🤖 AI Summary
This work addresses the limitations of existing approaches in autonomous driving simulation testing, where manually authored scenarios lack scalability and statistical models struggle to precisely control interactive behaviors in out-of-distribution settings. The authors propose modeling traffic scenario orchestration as a constraint satisfaction problem, uniquely integrating large language models (LLMs) with closed-loop simulation. Specifically, natural language descriptions are automatically translated by an LLM into formal constraints, which are then processed by off-the-shelf solvers to generate closed-loop scenarios aligned with test intents. Evaluated on diverse benchmarks, the method significantly outperforms baseline approaches, achieving markedly higher scenario generation success rates. The results underscore the critical role of closed-loop mechanisms in handling ego-vehicle-responsive complex scenarios and demonstrate a unified framework that reconciles high controllability with scalability.
📝 Abstract
Autonomous vehicles (AVs) require extensive testing in simulation, but test case generation for driving scenarios is laborious.
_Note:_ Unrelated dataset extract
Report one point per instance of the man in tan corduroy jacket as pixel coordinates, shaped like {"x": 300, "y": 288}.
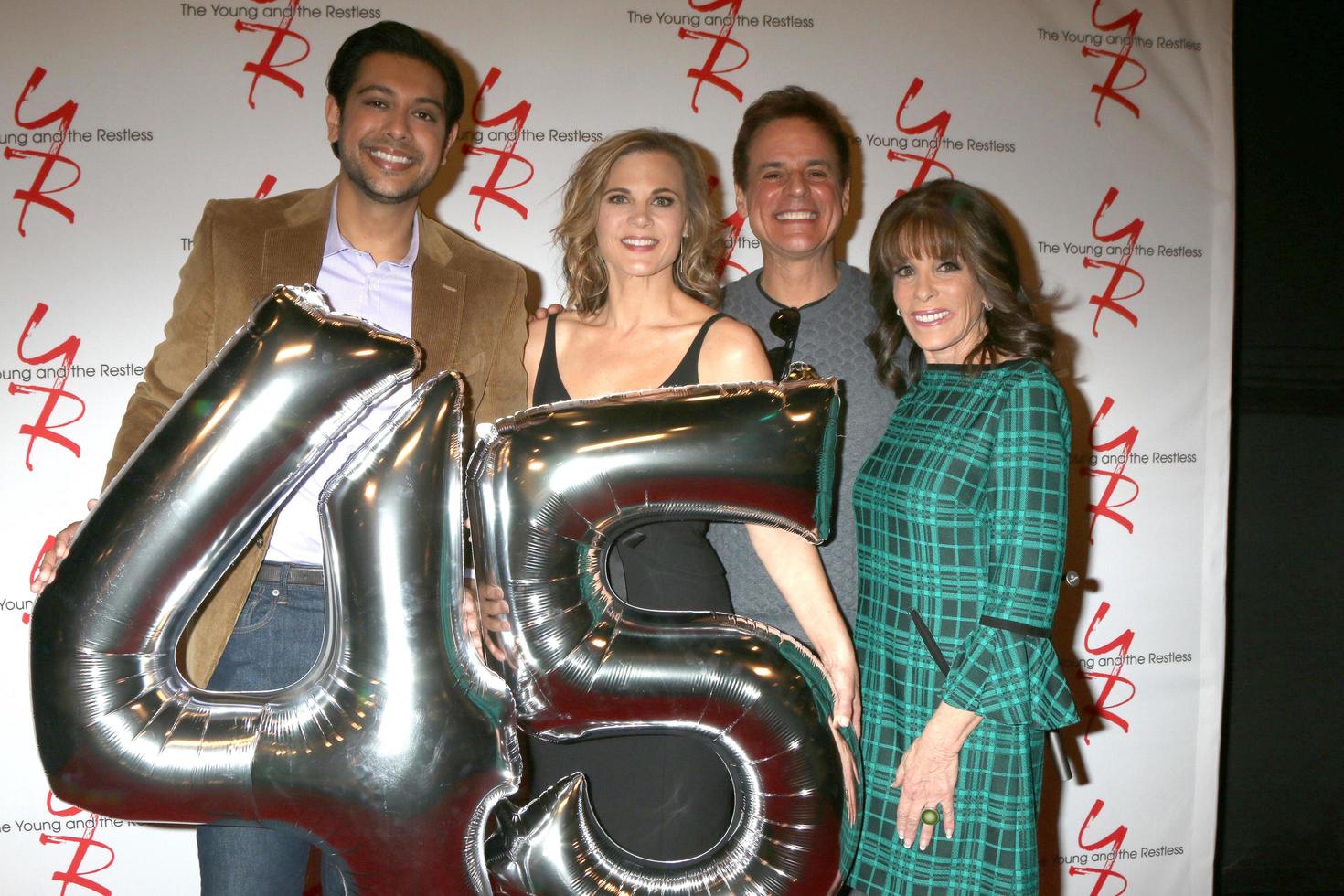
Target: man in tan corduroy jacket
{"x": 391, "y": 113}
The desired scenarios are often out-of-distribution and have precise requirements on interactions with the AV policy under test. Manually programming scenarios allows for precise controllability but is difficult to scale. On the other hand, statistical models can leverage compute and data, but struggle with precise controllability when out-of-distribution. We cast scenario orchestration as a constraint-solving problem and present a language-in, simulation-out scenario orchestrator for closed-loop testing AVs. Our approach leverages foundation model reasoning to translate general, natural language descriptions into a set of constraints as a scenario representation. This then allows us to leverage off the shelf solvers to solve for actor behaviors which meet precise testing intentions in closed-loop. Under a benchmark of carefully crafted and diverse scenario descriptions, our approach greatly outperforms our baselines in orchestration success rate. We further show that our closed-loop approach is especially important for scenarios which require ego-reactive specifications.